I looked for similar questions but I didn't see anything similar to my topic - if you have a link please share.
I have a small home with two clusters of 2-3 devices which use the Internet - one ground floor, south corner, and the other top floor, north corner.
I have a wireless router (Netgear N750) in the ground floor south connected to my cable modem. All devices in the area of the existing router are plugged into it (Cat5 cable). The devices in the top-north corner use wireless to communicate with the down-south router.
Traditional networking solutions have not worked for me:
- Running cable drops is not in scope for me, as we have a finished basement and I would have to blind drill horizontally across 50' of flooring and joists.

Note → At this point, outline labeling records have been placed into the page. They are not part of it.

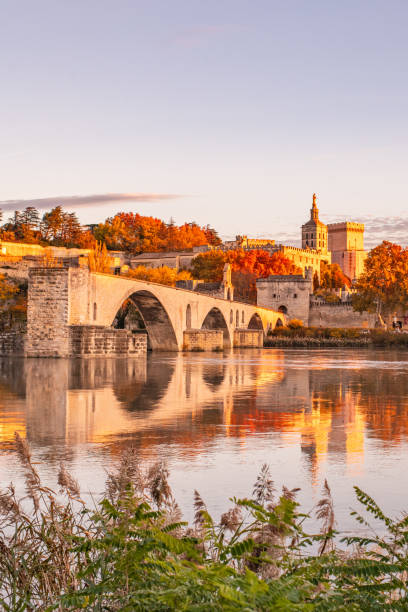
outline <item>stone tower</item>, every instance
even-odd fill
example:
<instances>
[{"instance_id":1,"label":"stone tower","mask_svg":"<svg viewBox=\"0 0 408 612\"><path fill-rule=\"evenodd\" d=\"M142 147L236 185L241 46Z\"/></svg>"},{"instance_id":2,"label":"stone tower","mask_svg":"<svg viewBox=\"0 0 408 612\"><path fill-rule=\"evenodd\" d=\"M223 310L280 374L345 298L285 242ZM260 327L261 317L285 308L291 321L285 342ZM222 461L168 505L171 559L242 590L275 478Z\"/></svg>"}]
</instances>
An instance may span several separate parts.
<instances>
[{"instance_id":1,"label":"stone tower","mask_svg":"<svg viewBox=\"0 0 408 612\"><path fill-rule=\"evenodd\" d=\"M319 220L315 193L310 209L310 219L302 225L302 249L314 249L320 253L327 253L327 226Z\"/></svg>"}]
</instances>

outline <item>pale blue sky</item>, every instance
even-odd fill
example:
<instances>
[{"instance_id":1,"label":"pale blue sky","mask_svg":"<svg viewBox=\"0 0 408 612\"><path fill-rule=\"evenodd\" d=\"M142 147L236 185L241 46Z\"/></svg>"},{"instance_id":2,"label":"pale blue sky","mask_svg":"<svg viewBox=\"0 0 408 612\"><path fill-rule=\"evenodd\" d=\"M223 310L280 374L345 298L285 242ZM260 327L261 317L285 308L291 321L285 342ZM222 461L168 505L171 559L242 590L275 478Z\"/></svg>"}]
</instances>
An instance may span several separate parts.
<instances>
[{"instance_id":1,"label":"pale blue sky","mask_svg":"<svg viewBox=\"0 0 408 612\"><path fill-rule=\"evenodd\" d=\"M76 210L279 239L316 191L404 241L407 28L406 0L0 0L0 201L179 194Z\"/></svg>"}]
</instances>

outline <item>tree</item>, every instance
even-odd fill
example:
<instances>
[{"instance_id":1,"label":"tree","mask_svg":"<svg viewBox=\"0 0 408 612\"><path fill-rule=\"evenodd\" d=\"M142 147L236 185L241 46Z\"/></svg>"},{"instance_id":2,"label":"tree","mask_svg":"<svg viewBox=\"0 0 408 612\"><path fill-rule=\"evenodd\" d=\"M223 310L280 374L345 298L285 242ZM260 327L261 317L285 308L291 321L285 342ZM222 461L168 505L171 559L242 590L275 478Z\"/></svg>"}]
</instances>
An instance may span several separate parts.
<instances>
[{"instance_id":1,"label":"tree","mask_svg":"<svg viewBox=\"0 0 408 612\"><path fill-rule=\"evenodd\" d=\"M161 266L160 268L147 268L145 266L138 266L133 270L129 270L128 276L130 278L137 278L139 280L150 281L151 283L158 283L159 285L168 285L175 287L178 280L190 280L191 274L186 270L176 270L176 268L169 268L168 266Z\"/></svg>"},{"instance_id":2,"label":"tree","mask_svg":"<svg viewBox=\"0 0 408 612\"><path fill-rule=\"evenodd\" d=\"M356 283L355 310L389 314L408 307L408 249L384 240L370 251Z\"/></svg>"},{"instance_id":3,"label":"tree","mask_svg":"<svg viewBox=\"0 0 408 612\"><path fill-rule=\"evenodd\" d=\"M192 262L193 277L207 282L220 282L224 265L225 254L222 251L200 253Z\"/></svg>"},{"instance_id":4,"label":"tree","mask_svg":"<svg viewBox=\"0 0 408 612\"><path fill-rule=\"evenodd\" d=\"M3 226L3 231L9 234L7 238L14 236L17 241L39 243L41 241L39 221L38 210L33 206L27 206L22 212L19 210L14 212L8 223Z\"/></svg>"},{"instance_id":5,"label":"tree","mask_svg":"<svg viewBox=\"0 0 408 612\"><path fill-rule=\"evenodd\" d=\"M111 270L111 259L106 244L97 242L95 248L89 253L88 265L91 272L104 272L108 274Z\"/></svg>"}]
</instances>

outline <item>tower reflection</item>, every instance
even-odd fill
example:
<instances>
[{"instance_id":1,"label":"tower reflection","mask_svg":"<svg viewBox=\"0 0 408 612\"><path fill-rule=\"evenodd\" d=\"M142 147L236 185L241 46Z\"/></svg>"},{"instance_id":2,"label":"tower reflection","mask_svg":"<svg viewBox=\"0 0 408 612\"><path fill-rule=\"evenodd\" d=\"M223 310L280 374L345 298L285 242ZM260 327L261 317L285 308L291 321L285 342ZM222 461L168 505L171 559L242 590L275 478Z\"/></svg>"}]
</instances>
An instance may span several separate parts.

- Tried running cabling through heat vents using a wireless camera mounted to a cable puller and all I did was discover some areas of my home that appeared to be four-dimensional.
- Attic not accessible in locations required for cable drops.
- Tried powerline devices and performance was much worse than wireless - I know that's a major YMMV situation but the Netgear ones I tried had like 5 Mbps connection rates. I also could not connect from other outlets - I have read if you had electrical work installed and have new lines run it can impact powerline performance. That may be the case in my home.
My questions:
A. I have OK to poor signal strength in top-north and top rate is ~ 150 MBps off what is supposed to be 300N router. Would I get better performance if I installed a wireless router in top-north and connected the top-north devices to it? Down-south performance is fine so it's not the cable modem/internet connection.
B. I believe I'd set top-north router up as a wireless client. I've experimented with Tomato and DD-WRT but don't know how to evaluate. Any tradeoffs I should know about?
C. Any networking changes I should consider if I go with such a topology? (MTU, who does DNS, etc). Currently use router as source for DHCP and DNS lookups. Should I limit which router wireless devices may connect with?